Хвостов предполагал, что она так ждет хозяина. Что у Речной Собаки был когда-то хозяин, они плыли по реке на лодке, лодка наткнулась на камень, собака выплыла, а у хозяина не получилось, его тут же утащили на дно игривые навки и прожорливые лорелеи, так что собака его не дождалась, но все-таки ждет, стоя каждый день у воды.

Я с Хвостовым не спорил, все оно так и могло случиться, вполне себе. В тот день собака тоже стояла в воде, мы устроились на высоком бережку и стали на нее смотреть, чтобы улучшить настроение. Косая отмель не длинная и заканчивается свалом в глубину. В некоторые дни из глубины поднимались сентиментальные раки, на них Речная Собака и охотилась.

Она уже привыкла к воде и по-другому жить не умела, а Старый Ник был существом терпеливым и коварным. Он не спешил и вел свою охоту размеренно и постепенно, день за днем усыпляя бдительность собаки. Каждое утро он выбирался на Косую отмель и лежал на ней недвижим и лишь едва покрываем водой, прикидываясь то ли бревном, то ли мертвым, незаметно глазу пошевеливая хвостом и плавниками. Ник был дьявольски терпелив, и скоро его усилия начали приносить результат – он стал приближаться к собаке.

Мы с Хвостом изо всех сил пытались противодействовать поползновениям Ника. Приблизиться к нему мы, разумеется, не могли, но старались уязвить его издали – кидали камнями и заточенными железными кусками, только все зря: пробить его шкуру у нас не получилось. Мы пытались позвать взрослых – чтобы они пришли и проткнули Ника баграми, но взрослых не занимала Речная Собака. А может, они боялись Ника – ходили ведь слухи, что полынщика, два года назад внезапно совершенно пропавшего, съели совсем не правобережные волки, а вполне себе утащил зловредный сом. Поговаривали, что и Усатая Фрося, не боявшаяся волков и собиравшая на другом берегу щавель и кислицу, вовсе не заблудилась в лесу, а была увлечена под корягу Старым Ником.

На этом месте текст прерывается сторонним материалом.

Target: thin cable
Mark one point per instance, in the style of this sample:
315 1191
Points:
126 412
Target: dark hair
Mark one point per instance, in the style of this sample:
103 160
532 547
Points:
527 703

Николай, староста Высолек, конечно, осуждал пересуды, но жители упрямо считали, что Ник не просто себе гигантский сом. Некоторые передавали, что Ник смущает свою жертву тяжелым взглядом, и она, лишенная воли и сил, сама падает ему в пасть. Некоторые считали, что он оглушает добычу электричеством, которое собирается у него в усах. Большинство же считало, что пора жаловаться заседателю, еще чуть-чуть, и он тут всех переловит.

День, когда он все-таки утащил Собаку, я не знаю, думаю, что это случилось в августе. Речная Собака перестала появляться на воде, и Старый Ник тоже перестал показываться, отчего мы с Хвостовым решили, что он ее все-таки сожрал и теперь лежит, довольный, на своем сумрачном дне.

Но в Высольках никому, кроме нас с Хвостом, до Речной Собаки дела не было. Еще Тощан ее любил, вот и все, она от Тощана не шарахалась, лизала его в ухо, он ее любил.

Чаша терпения старосты Николая переполнилась этим летом, когда Старый Ник приспособился доить его коз. У старосты жили три козы, и летом, в жаркие тревожные полдни, наевшись травы и устав от оводов, козы спускались на ветерок, к реке, выходили на серп отмели и вставали в воду чуть ли не до рогов.

Старый Ник был хитрец и лакомка, он мог бы легко поутаскивать этих бестолковых животин, однако предпочел их подкарауливать в водах, подманивать хитрыми пузырями и выдаивать. Старостиха, увидев, что молочные показатели упали, призвала старосту Николая решить проблему с сомом раз и навсегда.

Николай попытался обойтись по-простому, послал к омуту мужиков с вилами. К черенкам мужики привязали длинные веревки и стали кидать вилы с берега в надежде проткнуть Старого Ника. Подобная тактика не принесла успеха. То ли Ник отдыхал в другом месте, то ли шкура его была толста, добыть его с помощью вил не получилось.

Сетью поймать его тоже не удалось, потому что все сети, закинутые в реку, он либо рвал, либо ел. Ко времени прибытия в Высольки грамотея затруднения со Старым Ником постепенно перерастали в войну. Сом, разгневанный учиненной на него охотой, вступил в противостояние с общиной с азартом и упрямством.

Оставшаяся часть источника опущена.